祝 映像化記念『太陽は動かない』
吉田修一著
次世代太陽光発電システムを巡る日中巨大企業の暗闘、その影に蠢く産業スパイ達。
迫真のリアリティで綴る荒唐無稽な娯楽小説?
冷酷非情な浪花節?
スタイリッシュなのかダサいのか?
どないやねん??
吉田先生とは初対決。

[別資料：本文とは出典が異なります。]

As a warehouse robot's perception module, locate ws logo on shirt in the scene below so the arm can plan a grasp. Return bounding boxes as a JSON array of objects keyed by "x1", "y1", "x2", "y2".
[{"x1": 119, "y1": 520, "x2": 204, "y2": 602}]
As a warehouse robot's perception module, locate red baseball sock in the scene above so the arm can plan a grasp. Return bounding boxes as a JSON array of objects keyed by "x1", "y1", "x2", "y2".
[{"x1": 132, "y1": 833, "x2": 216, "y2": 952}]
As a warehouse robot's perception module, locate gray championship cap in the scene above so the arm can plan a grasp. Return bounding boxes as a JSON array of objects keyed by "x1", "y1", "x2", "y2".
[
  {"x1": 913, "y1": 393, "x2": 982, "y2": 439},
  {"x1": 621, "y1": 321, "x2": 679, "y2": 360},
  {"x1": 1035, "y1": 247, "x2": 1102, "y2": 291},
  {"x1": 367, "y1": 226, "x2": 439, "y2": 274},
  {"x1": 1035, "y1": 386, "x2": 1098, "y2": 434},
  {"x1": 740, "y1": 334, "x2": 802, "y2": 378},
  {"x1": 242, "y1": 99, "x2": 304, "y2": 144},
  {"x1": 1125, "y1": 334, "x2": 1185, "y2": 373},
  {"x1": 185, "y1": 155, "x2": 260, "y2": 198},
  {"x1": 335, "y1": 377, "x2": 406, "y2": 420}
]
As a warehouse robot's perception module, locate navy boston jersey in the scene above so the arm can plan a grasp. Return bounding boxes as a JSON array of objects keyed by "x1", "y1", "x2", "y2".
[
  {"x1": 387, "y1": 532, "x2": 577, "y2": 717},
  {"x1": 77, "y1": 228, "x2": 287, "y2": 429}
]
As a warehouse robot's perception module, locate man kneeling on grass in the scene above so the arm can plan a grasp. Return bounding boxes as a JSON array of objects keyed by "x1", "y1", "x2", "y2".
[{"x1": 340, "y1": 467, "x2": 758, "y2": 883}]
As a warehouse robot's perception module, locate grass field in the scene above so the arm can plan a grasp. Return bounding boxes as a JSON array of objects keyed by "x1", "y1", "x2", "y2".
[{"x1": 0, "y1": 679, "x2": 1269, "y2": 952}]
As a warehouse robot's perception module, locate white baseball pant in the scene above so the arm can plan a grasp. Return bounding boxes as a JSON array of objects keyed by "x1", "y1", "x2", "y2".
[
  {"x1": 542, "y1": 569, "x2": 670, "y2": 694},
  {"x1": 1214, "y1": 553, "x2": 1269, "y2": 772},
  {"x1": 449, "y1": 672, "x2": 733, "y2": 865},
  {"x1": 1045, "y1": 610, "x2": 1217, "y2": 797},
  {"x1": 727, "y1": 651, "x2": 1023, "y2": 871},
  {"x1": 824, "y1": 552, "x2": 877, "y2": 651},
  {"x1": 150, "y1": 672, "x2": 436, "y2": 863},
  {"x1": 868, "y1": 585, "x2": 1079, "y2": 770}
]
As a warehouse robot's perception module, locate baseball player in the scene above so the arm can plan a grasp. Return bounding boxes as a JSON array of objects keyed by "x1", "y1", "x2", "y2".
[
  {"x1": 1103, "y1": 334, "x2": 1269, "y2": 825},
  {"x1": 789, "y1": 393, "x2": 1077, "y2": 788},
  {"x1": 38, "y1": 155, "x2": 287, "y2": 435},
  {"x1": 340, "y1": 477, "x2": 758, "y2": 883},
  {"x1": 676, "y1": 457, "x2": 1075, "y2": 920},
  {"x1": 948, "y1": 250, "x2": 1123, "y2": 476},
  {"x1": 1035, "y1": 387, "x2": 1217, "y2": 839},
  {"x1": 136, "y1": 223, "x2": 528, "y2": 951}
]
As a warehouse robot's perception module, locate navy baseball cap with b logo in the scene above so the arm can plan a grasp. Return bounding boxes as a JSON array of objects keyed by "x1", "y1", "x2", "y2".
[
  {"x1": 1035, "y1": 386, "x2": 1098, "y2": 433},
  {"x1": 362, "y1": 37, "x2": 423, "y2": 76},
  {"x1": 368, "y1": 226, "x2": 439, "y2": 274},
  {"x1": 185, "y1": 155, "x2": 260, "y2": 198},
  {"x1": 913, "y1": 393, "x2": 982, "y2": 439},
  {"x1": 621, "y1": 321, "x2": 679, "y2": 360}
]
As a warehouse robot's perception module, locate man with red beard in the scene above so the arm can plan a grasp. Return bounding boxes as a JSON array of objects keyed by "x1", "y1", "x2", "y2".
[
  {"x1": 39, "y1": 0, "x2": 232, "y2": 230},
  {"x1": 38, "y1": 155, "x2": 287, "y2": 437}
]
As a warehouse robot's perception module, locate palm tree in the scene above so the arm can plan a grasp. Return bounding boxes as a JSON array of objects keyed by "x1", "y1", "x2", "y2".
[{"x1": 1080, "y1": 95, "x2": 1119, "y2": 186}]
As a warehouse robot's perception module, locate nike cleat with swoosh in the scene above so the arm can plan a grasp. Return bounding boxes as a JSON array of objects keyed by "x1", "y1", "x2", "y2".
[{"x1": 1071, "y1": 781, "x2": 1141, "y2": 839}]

スパイものっちゅーことで、今までと作風を変えてきたことに一抹の不安を覚えたのだが、、、
俺は古いタイプの人間なんで。
良きにつけ悪しきにつけ、「日本人」というアイデンティティに雁字搦めなわけですよ。
主要キャラ全員アナーキストなんだもん。
いかに自分の信念を貫こうが、仲間を命懸けで守ろうが、「日本がどうなろうと知ったこっちゃない」ちゅー輩には、絶対に感情移入出来ません。
脇のウイグル人テロリストや、若手国会議員の方が遥かに魅力的。
ちゅーわけで、俺の好きそうな題材のわりにイマイチ。
CIAとかKGBみたいな国家の諜報機関じゃなくて、産業スパイってのがミソ。
ここいらへんのリアリティが将に微妙。
主人公鷹野が所属する謎の組織「AN通信」
国家の支援を得てない民間の組織が、ここまで情報の中枢に入り込めるか?
既存の化石燃料がゴミになる程の究極の太陽光発電だぜ?
産業スパイだけじゃ手に余るだろ。
日中韓の企業が小競合ってるだけっつーのも、、、
あのボスキャラが黙ってるわけねぇじゃん。
勿論チラッとカンでくるけど、そんなもんじゃないでしょう。
金金金、利益追求命のドライな中盤までは読むのが億劫だったが、いつのまにか熱い展開になってくる後半はちょっと燃えた。
裏切り防止用の体内爆弾とか、無関係の人間ボコって身代わりに立てるとか、いくら産業スパイとはいえやり過ぎだろッ!って憤りながら読んでたんで→フィクションっだっつーのw
何事も無かったように!続編もありそうな感じで爽やかに終了。
う~~ん。
ストーリー、キャラクター、リアリティ、総てが中途半端。
ゴメンナサイ、あくまで主観です。